We can see that our new columns have been added.

In [None]:
df.head()

Now let's try to figure out the mean scores for each day in our dataset. This is a simple one-liner where we use the `groupby()` method to segregate the table based on the value of one column, then provide a function to apply to all of the values in each group, keeping them grouped.

In [None]:
df[['score', 'day']].groupby('day').mean()

While it seems odd that the scores decrease day after day, it does make some sense. Links that have been posted earlier in the week have had more time to accumulate score. Let's double check the max score for items on day 9.

In [None]:
df[df['day'] == 9]['score'].max()

That's it for this lesson! There was a *lot* of material, I know!

SQL is a powerful and ubiquitous language that is used in almost every web application, as well as in most companies for storing and querying some type of data. If you're interested, you should definitely follow up with some online SQL tutorials and resources to learn more. You can practice in your Jupyter notebook and sqlite.

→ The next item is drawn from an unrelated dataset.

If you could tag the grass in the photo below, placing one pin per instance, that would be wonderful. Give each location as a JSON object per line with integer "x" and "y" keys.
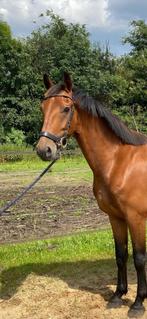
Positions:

Hopefully you've also learned a bit about Pandas dataframes. Data analysts like using Pandas because it is easy to load and work with the data, and many questions about the data can be answered in a single Python line. Additionally, many use Pandas right inside a Jupyter notebook like this one because it allows them to easily run single lines of code without reloading all of the data by running an entire Python script each time.